Technically yes—you can purchase credits equivalent to flights, accommodation, meals, and activities—but reduction should come first. Calculate emissions using tools from myclimate, Atmosfair, or the GHG Protocol's Scope 3 travel guidance. Prioritise closer destinations, rail over air, certified accommodation, plant-based meals, and group transport. For residual emissions, buy removal credits (biochar, direct air capture) or forestry credits with recent additionality assessments. Retire credits in your name on Verra or Gold Standard registries; keep the certificate as proof for CDP or CSRD reporting.
Do carbon credits from travel platforms get double-counted?
They can if the platform does not retire credits on a public registry.
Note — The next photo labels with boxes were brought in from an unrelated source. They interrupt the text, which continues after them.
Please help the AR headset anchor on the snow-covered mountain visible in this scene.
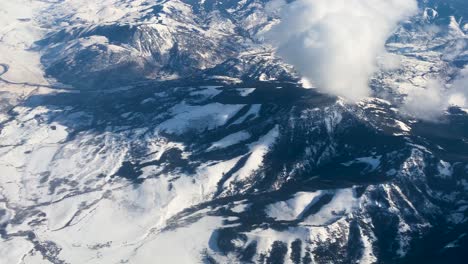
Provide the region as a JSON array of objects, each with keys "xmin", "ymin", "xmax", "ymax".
[{"xmin": 0, "ymin": 0, "xmax": 468, "ymax": 263}]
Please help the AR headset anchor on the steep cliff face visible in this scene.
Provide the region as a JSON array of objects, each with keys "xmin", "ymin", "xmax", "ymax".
[{"xmin": 0, "ymin": 0, "xmax": 468, "ymax": 263}]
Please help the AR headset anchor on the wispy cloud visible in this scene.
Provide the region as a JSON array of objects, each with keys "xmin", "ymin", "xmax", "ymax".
[
  {"xmin": 266, "ymin": 0, "xmax": 417, "ymax": 101},
  {"xmin": 403, "ymin": 66, "xmax": 468, "ymax": 120}
]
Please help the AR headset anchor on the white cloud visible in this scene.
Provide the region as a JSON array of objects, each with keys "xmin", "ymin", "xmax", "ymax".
[
  {"xmin": 403, "ymin": 66, "xmax": 468, "ymax": 120},
  {"xmin": 266, "ymin": 0, "xmax": 417, "ymax": 101}
]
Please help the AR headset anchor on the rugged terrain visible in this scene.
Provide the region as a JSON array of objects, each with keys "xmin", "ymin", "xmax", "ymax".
[{"xmin": 0, "ymin": 0, "xmax": 468, "ymax": 263}]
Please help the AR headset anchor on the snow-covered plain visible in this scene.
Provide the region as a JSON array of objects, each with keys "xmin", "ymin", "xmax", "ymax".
[{"xmin": 0, "ymin": 0, "xmax": 467, "ymax": 263}]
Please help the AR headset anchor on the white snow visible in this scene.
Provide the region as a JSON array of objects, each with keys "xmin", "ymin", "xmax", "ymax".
[
  {"xmin": 207, "ymin": 131, "xmax": 250, "ymax": 151},
  {"xmin": 266, "ymin": 191, "xmax": 323, "ymax": 221},
  {"xmin": 158, "ymin": 103, "xmax": 243, "ymax": 134}
]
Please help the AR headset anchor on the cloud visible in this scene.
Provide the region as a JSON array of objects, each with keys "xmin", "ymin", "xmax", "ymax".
[
  {"xmin": 403, "ymin": 66, "xmax": 468, "ymax": 121},
  {"xmin": 266, "ymin": 0, "xmax": 417, "ymax": 101}
]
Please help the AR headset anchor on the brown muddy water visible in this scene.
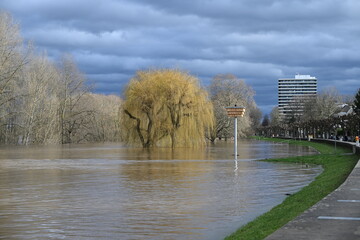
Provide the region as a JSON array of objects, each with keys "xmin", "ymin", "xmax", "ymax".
[{"xmin": 0, "ymin": 140, "xmax": 321, "ymax": 240}]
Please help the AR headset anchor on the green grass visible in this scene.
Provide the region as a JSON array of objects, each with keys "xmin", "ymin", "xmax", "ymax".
[{"xmin": 225, "ymin": 138, "xmax": 359, "ymax": 240}]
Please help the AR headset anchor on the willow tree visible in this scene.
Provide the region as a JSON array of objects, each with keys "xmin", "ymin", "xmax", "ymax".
[{"xmin": 122, "ymin": 69, "xmax": 213, "ymax": 148}]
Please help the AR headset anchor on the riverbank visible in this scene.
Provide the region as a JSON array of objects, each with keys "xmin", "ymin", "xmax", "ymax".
[{"xmin": 225, "ymin": 138, "xmax": 359, "ymax": 240}]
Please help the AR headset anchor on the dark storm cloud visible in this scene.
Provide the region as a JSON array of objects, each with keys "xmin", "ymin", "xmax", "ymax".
[{"xmin": 0, "ymin": 0, "xmax": 360, "ymax": 112}]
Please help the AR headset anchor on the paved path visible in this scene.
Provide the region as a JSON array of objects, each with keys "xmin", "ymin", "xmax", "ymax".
[{"xmin": 266, "ymin": 158, "xmax": 360, "ymax": 240}]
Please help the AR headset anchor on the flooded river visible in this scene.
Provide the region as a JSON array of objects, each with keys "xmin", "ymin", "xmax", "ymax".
[{"xmin": 0, "ymin": 140, "xmax": 321, "ymax": 240}]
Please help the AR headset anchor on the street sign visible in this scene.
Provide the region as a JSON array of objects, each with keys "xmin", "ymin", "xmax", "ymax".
[{"xmin": 225, "ymin": 107, "xmax": 245, "ymax": 117}]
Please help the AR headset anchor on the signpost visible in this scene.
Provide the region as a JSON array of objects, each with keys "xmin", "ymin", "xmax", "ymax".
[{"xmin": 225, "ymin": 104, "xmax": 245, "ymax": 160}]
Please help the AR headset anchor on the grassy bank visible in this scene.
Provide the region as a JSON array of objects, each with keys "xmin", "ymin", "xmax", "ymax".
[{"xmin": 225, "ymin": 138, "xmax": 359, "ymax": 240}]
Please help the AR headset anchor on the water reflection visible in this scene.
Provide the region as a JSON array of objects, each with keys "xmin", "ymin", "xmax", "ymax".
[{"xmin": 0, "ymin": 141, "xmax": 320, "ymax": 239}]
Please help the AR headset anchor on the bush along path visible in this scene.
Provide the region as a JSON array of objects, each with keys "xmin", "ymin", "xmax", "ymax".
[{"xmin": 225, "ymin": 137, "xmax": 359, "ymax": 240}]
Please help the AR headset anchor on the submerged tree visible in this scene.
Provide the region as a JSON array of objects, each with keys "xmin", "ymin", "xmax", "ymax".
[
  {"xmin": 353, "ymin": 88, "xmax": 360, "ymax": 115},
  {"xmin": 122, "ymin": 69, "xmax": 213, "ymax": 148}
]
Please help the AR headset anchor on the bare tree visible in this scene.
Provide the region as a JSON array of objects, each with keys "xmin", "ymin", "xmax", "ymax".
[
  {"xmin": 58, "ymin": 55, "xmax": 91, "ymax": 143},
  {"xmin": 0, "ymin": 11, "xmax": 30, "ymax": 143},
  {"xmin": 18, "ymin": 55, "xmax": 60, "ymax": 145}
]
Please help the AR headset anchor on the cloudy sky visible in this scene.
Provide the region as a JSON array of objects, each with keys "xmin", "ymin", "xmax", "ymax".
[{"xmin": 0, "ymin": 0, "xmax": 360, "ymax": 113}]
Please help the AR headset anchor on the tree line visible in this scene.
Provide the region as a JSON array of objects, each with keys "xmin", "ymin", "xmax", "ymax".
[
  {"xmin": 0, "ymin": 12, "xmax": 261, "ymax": 147},
  {"xmin": 256, "ymin": 88, "xmax": 360, "ymax": 141},
  {"xmin": 0, "ymin": 12, "xmax": 121, "ymax": 145}
]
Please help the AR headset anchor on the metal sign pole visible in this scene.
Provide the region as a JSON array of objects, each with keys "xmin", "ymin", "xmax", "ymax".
[{"xmin": 234, "ymin": 117, "xmax": 237, "ymax": 160}]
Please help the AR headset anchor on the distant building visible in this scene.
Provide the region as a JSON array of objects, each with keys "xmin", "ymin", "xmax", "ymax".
[
  {"xmin": 278, "ymin": 74, "xmax": 317, "ymax": 121},
  {"xmin": 333, "ymin": 103, "xmax": 354, "ymax": 117}
]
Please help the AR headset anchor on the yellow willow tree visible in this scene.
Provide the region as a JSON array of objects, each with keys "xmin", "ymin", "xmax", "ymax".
[{"xmin": 122, "ymin": 69, "xmax": 214, "ymax": 148}]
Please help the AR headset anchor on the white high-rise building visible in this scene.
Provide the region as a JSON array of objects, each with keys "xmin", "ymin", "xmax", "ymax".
[{"xmin": 278, "ymin": 74, "xmax": 317, "ymax": 121}]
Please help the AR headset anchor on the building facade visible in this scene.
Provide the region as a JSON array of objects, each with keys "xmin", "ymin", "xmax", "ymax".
[{"xmin": 278, "ymin": 74, "xmax": 317, "ymax": 121}]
Legitimate platforms (Goodwings, IMPT, South Pole corporate travel offsets) provide registry retirement certificates showing serial numbers, vintage, project, and beneficiary. This prevents double-claiming. Buyers should ask for the retirement certificate and verify the serial numbers on the registry's public database. Credits without registry proof or lacking Article 6 corresponding adjustment (for post-2021 issuance) carry double-counting risk.
How does sustainable travel apply specifically in Catalunya?
For a reader in Catalunya, the sustainable travel route is the same as elsewhere — a UN-eligible registry issues the credit, a buyer retires it, the retirement record is permanent — but the local regulatory context affects how the receipt is used in disclosure. Most Catalunya businesses still rely on the GHG Protocol + ISSB S2 framing, supplemented by any national rules in force.
Are there local Catalunya projects feeding the sustainable travel market?
Project supply varies sharply by registry and methodology. Verra and Gold Standard hold the largest project portfolios globally. Local supply for any given country depends on the project pipeline — most jurisdictional REDD+, biochar, blue carbon, and reforestation projects route via the same global registries regardless of host country.
What is the simplest first action for someone in Catalunya?
Open the IMPT app, book a hotel in Catalunya (or anywhere in Catalunya), and watch the on-chain retirement record appear tied to your booking ID. That is a real, verifiable sustainable travel action from a $0 starting point. Repeat across the other product surfaces as needed.